Belgian runner missed just one test – not three as previously reported
Atelaw Bekele, last year’s European cross-country champion, has been cleared of doping charges but, contrary to some reports, his trial was connected to just one missed test – not three.
The Flemish anti-doping agency in Belgium declared the distance runner had not been willfully neglectful in missing an out-of-competition test earlier this year and he escaped a sanction of up to two years.
The defence for the Ethiopian-born Belgian argued that his missed test on February 8, 2012, was due to him changing his hotel plans at the last minute and not updating his “whereabouts” information.
While training in Ethiopia, he deemed his planned hotel too expensive on arrival and decided to stay in a nearby hotel. As a result of this, he was not found when doping officials turned up at the premises he had indicated.
Despite assumptions that he had missed three-out-competition tests within an 18-month period, which would have led to an automatic suspension, the Flemish athletics federation and Bekele’s lawyer confirmed he had missed only one test.

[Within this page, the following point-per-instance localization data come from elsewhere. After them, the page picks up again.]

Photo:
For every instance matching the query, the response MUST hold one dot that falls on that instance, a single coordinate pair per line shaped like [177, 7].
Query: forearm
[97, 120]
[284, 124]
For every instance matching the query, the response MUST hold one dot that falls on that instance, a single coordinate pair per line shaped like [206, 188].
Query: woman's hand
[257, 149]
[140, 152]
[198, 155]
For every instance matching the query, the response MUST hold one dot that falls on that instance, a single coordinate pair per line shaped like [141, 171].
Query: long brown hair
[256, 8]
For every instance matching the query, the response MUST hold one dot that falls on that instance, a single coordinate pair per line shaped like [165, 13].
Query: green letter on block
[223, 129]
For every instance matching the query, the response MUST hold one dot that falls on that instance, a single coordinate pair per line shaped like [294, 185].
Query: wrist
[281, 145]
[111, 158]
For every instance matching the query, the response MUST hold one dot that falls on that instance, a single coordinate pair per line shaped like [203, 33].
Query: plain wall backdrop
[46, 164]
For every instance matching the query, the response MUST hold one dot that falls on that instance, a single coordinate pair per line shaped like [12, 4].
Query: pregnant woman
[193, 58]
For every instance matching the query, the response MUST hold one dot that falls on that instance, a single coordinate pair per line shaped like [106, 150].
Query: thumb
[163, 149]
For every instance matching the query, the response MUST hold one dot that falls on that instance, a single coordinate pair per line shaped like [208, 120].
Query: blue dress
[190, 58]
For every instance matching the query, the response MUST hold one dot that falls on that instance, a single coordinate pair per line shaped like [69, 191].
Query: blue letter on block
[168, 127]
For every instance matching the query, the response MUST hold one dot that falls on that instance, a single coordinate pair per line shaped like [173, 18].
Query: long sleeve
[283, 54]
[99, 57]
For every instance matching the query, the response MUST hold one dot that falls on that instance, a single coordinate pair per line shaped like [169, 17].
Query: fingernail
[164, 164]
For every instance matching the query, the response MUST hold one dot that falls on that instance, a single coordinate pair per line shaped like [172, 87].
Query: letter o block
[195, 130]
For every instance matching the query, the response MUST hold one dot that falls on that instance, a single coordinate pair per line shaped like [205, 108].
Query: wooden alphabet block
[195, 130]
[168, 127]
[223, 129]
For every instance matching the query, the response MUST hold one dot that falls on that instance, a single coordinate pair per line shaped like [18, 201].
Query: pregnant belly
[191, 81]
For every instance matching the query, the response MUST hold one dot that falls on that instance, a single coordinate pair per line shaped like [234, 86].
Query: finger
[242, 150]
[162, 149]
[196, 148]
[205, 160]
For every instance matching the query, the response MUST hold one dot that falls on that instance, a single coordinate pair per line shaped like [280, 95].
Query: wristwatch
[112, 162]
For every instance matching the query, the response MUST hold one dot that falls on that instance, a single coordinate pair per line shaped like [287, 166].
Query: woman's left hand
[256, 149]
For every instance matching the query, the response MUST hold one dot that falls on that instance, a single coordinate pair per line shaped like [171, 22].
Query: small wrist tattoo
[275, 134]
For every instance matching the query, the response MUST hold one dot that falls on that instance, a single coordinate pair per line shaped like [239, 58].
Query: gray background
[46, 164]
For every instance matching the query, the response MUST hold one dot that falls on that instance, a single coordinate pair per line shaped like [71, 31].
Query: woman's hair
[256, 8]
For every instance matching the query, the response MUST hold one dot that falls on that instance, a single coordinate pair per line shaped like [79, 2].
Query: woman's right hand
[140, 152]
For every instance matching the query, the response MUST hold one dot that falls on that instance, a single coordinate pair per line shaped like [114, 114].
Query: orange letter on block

Rule 2.3 of the World Anti-Doping Code offers scope for an athlete to be found guilty of a doping offence by missing just one test if he or she is considered to have shown “intentional or negligent conduct”.
Bekele had been a surprise winner of the European Cross in Slovenia in 2011, but on defending his title in Budapest last month – perhaps feeling the pressure of the allegations – he was only 58th.